10:30am - Tutorial 1: Network Contention and Congestion Control
(Matt Ezell [Network Contention and Congestion Control: Lustre Fine-Grained Routing] and Feiyi Wang [Improve Large-Scale Storage System Performance
via Topology-aware and Balanced Data Placement], ORNL)
High-performance storage systems are complex and large. Deployment and
configuration of these systems must be carefully planned to avoid congestion points and extract the maximum performance. This tutorial will discuss the Lustre LNET fine-grained routing (FGR) and Balanced I/O placement technologies developed at OLCF to alleviate network congestion on past and present systems.
11:30am - Tutorial 2: LNET Configuration (Jason Hill, ORNL)
In this tutorial session we cover the kernel module parameters for LNET,
what they mean, and what reasonable values might look like for several
compute environment scenarios.
12:30pm – Working Lunch
1:00pm - Tutorial 3: Robust Monitoring and Analysis (Blake Caldwell, ORNL)

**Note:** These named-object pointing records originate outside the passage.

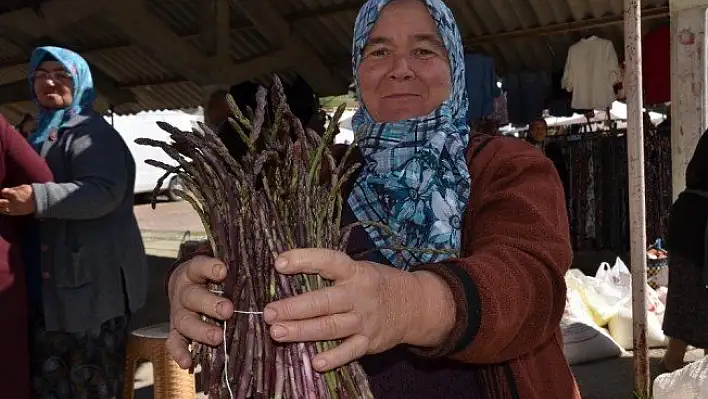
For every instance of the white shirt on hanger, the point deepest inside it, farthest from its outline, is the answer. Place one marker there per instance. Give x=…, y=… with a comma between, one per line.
x=591, y=71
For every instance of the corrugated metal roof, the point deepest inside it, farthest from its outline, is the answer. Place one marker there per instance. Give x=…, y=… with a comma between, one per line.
x=327, y=26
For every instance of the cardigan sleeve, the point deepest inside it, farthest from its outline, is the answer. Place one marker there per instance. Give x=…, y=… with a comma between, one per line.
x=99, y=164
x=24, y=165
x=509, y=287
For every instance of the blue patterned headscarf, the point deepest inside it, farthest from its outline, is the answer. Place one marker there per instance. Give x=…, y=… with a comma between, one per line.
x=83, y=94
x=415, y=178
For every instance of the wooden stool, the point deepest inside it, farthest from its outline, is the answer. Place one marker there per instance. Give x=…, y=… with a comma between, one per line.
x=170, y=381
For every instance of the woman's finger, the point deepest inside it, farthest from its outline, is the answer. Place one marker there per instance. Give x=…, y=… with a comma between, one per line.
x=202, y=270
x=178, y=348
x=328, y=263
x=351, y=349
x=191, y=326
x=325, y=328
x=322, y=302
x=197, y=298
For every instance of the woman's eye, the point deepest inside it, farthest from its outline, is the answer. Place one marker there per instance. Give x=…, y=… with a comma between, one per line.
x=379, y=52
x=423, y=53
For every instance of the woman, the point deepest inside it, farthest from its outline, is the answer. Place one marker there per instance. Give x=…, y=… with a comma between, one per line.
x=93, y=262
x=19, y=164
x=481, y=325
x=686, y=318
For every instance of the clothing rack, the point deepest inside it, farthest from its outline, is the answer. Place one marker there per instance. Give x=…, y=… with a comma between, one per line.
x=598, y=197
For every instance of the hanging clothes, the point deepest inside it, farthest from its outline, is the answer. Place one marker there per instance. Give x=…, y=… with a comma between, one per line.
x=481, y=81
x=591, y=71
x=526, y=95
x=656, y=66
x=657, y=175
x=500, y=113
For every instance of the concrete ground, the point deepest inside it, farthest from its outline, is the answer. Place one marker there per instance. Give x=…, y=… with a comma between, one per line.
x=163, y=229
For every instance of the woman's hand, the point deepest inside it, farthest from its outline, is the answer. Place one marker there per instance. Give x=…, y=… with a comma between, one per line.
x=371, y=307
x=17, y=201
x=189, y=296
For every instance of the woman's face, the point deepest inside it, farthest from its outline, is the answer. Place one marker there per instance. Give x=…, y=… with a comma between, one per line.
x=53, y=85
x=404, y=72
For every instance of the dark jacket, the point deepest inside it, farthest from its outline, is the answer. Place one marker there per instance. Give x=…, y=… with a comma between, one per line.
x=689, y=214
x=92, y=247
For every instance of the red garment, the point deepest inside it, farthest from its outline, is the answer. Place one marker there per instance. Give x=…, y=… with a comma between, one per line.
x=656, y=66
x=19, y=164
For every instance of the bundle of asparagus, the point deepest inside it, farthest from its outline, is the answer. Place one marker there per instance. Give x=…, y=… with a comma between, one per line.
x=267, y=203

Large scale parallel filesystems have tens of thousands of moving parts,
and on top of that complex interconnections and software. This talk covers best practices for monitoring our center-wide parallel filesystem resources at OLCF. We focus on hardware level monitoring, interconnect issues, and Lustre software monitoring.
2:00pm - Tutorial 4: Failure Handling (Jason Hill, ORNL)
Individual failures of hardware or software can be compounded by the
seat-keyboard interface. Minimizing the impact to availability and data
loss is of the utmost importance. During the design phase decisions can be made to help mitigate the compounding. Sometimes with additional funds these constraints can be overcome; but funding isn't always available. In this talk we will see how the OLCF has designed for avoiding the human error conditions, and also cover a few events where the human condition has caused downtime and even data loss.
3:00pm - Afternoon Break
3:15pm - 3:45 - Tutorial 5: Scalability Limitations of Standard Linux Tools (Feiyi Wang, ORNL)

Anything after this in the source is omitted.